Regna piena confusione sui 48mila docenti assunti con il potenziamento scolastico, introdotto con i commi 2 e 3 della Legge 107/2105, ma la cui figura professionale non è prevista dal contratto di categoria. Dalle scuole giungono notizie di insegnanti spaesati e senza incarichi definiti, perché impegnati in attività non in linea con i contenuti previsti dal Piano dell’offerta formativa e sempre più spesso utilizzati come tappa-buchi per sostituire i colleghi assenti o sui posti vacanti.
Uno di loro ha inviato un accorato appello, tramite un cliccatissimo video-messaggio, alla titolare del Ministero dell’Istruzione: ma non eravamo una risorsa della scuola dell'autonomia? Come è possibile supplire dei colleghi, senza nemmeno l’abilitazione e magari per mesi? Perché le scuole hanno dovuto scegliere il profilo del “potenziatore” la prima volta fra sette preferenze su una lista fornita dal Miur e non in base al loro Piano triennale dell’offerta formativa? Esiste una differenza tra insegnante e “potenziatore”? Se quest’ultimo non ha le competenze richieste dalla scuola, allora prende uno stipendio inutile?

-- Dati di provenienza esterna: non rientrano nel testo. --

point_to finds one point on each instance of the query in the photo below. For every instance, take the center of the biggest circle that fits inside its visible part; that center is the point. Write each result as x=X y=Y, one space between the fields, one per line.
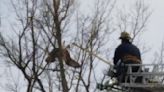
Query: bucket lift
x=151 y=76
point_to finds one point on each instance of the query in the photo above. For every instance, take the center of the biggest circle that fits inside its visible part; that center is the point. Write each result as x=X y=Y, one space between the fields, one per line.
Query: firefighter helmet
x=125 y=35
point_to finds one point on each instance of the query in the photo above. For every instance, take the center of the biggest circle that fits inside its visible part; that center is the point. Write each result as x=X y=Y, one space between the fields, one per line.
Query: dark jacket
x=126 y=48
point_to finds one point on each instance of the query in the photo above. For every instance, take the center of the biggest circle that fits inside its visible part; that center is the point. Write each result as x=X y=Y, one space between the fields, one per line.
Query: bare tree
x=40 y=36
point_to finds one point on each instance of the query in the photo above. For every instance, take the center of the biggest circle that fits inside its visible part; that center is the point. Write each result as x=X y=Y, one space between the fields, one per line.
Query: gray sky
x=152 y=37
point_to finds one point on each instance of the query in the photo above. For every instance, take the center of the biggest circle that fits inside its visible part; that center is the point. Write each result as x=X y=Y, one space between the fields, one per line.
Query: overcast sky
x=152 y=37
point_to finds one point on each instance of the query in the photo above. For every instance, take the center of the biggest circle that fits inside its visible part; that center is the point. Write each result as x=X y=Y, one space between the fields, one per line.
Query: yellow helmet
x=125 y=35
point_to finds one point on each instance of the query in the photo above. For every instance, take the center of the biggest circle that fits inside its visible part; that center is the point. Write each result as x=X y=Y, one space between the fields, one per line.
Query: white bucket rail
x=152 y=76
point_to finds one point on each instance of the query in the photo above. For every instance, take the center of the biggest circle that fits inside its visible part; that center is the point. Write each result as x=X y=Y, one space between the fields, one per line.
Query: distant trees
x=43 y=25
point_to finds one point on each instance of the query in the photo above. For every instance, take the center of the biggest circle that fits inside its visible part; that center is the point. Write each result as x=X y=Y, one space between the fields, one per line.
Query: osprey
x=65 y=56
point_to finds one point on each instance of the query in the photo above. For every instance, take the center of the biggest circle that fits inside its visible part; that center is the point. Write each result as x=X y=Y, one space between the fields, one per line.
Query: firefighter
x=126 y=53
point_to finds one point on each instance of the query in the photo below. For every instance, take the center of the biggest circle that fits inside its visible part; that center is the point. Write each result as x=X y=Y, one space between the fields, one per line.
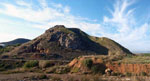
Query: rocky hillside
x=59 y=42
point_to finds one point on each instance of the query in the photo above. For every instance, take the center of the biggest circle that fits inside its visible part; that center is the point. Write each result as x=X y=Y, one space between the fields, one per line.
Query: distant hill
x=16 y=41
x=60 y=42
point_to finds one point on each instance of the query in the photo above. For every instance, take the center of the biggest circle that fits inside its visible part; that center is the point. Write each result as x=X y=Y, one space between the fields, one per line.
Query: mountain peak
x=60 y=42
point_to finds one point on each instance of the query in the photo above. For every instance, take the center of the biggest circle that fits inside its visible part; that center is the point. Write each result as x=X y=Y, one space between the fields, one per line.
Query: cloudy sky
x=125 y=21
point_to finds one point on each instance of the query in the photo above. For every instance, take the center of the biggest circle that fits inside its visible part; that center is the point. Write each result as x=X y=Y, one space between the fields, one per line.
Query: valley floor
x=67 y=77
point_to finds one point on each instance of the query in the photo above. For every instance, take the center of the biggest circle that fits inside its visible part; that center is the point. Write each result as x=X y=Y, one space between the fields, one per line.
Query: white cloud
x=128 y=32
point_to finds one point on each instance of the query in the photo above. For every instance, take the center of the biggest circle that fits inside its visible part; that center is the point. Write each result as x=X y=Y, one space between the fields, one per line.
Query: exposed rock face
x=129 y=68
x=114 y=66
x=61 y=43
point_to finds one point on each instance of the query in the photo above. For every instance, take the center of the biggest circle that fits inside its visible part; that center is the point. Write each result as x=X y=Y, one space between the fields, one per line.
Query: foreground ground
x=67 y=77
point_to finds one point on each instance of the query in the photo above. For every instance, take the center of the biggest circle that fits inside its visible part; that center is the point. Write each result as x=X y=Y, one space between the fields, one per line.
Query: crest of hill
x=59 y=42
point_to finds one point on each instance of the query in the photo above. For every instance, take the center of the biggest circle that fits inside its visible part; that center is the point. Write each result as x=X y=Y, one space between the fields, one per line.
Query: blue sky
x=125 y=21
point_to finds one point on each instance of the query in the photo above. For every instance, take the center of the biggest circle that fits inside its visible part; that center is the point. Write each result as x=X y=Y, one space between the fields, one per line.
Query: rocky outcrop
x=114 y=66
x=129 y=68
x=59 y=42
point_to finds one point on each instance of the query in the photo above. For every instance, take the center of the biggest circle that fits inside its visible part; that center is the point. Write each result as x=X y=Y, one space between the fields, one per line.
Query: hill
x=16 y=41
x=59 y=42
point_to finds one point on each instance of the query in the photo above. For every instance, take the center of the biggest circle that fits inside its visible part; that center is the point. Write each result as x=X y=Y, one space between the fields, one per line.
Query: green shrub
x=30 y=64
x=75 y=70
x=45 y=64
x=128 y=74
x=87 y=62
x=116 y=74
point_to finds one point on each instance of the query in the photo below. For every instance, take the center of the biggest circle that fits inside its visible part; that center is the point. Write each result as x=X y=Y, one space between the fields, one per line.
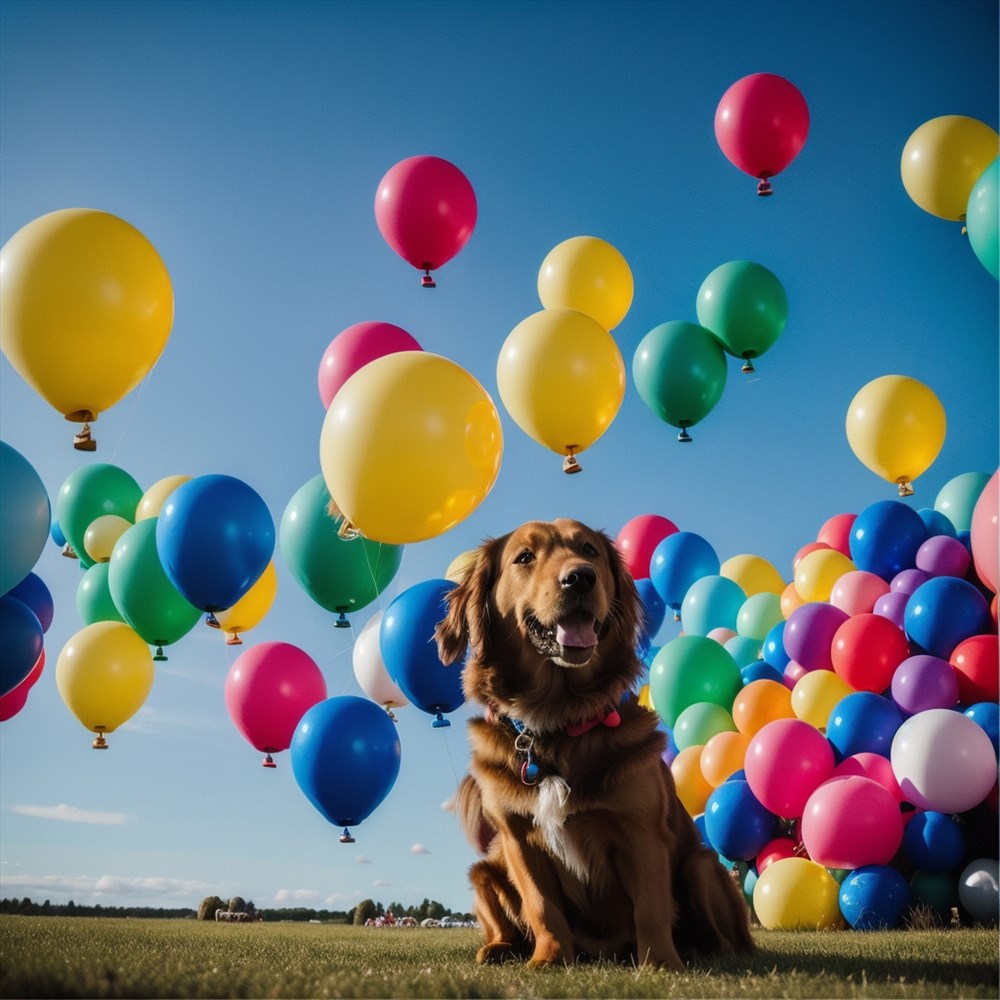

Marcello Pacifico (Anief-Cisal): Sono domande sulle quali la Ministra ha l’obbligo di fornire risposte chiare e convincenti. In attesa che questo avvenga, Anief un'idea ce l'ha e cercherà di realizzarla nel contratto collettivo nazionale. Nel frattempo, consigliamo a questo docente e a tutti coloro che si trovano nelle stesse condizioni di non perdere la fiducia nel proprio ruolo, nella professionalità che contraddistingue il percorso dell'insegnamento. Siamo sempre più convinti, ascoltando tali insegnanti, che è giunta l’ora di cambiare insieme questa cattiva scuola: al suo posto vogliamo costruirne una giusta, dove il docente non è un impiegato e i saperi non sono interscambiabili, nonostante siano sempre in relazione tra loro. Un luogo di formazione dove si entra per merito, tramite il superamento di concorso, per insegnare la propria disciplina, nella quale ci si è abilitati. Senza più fare il tappa-buchi.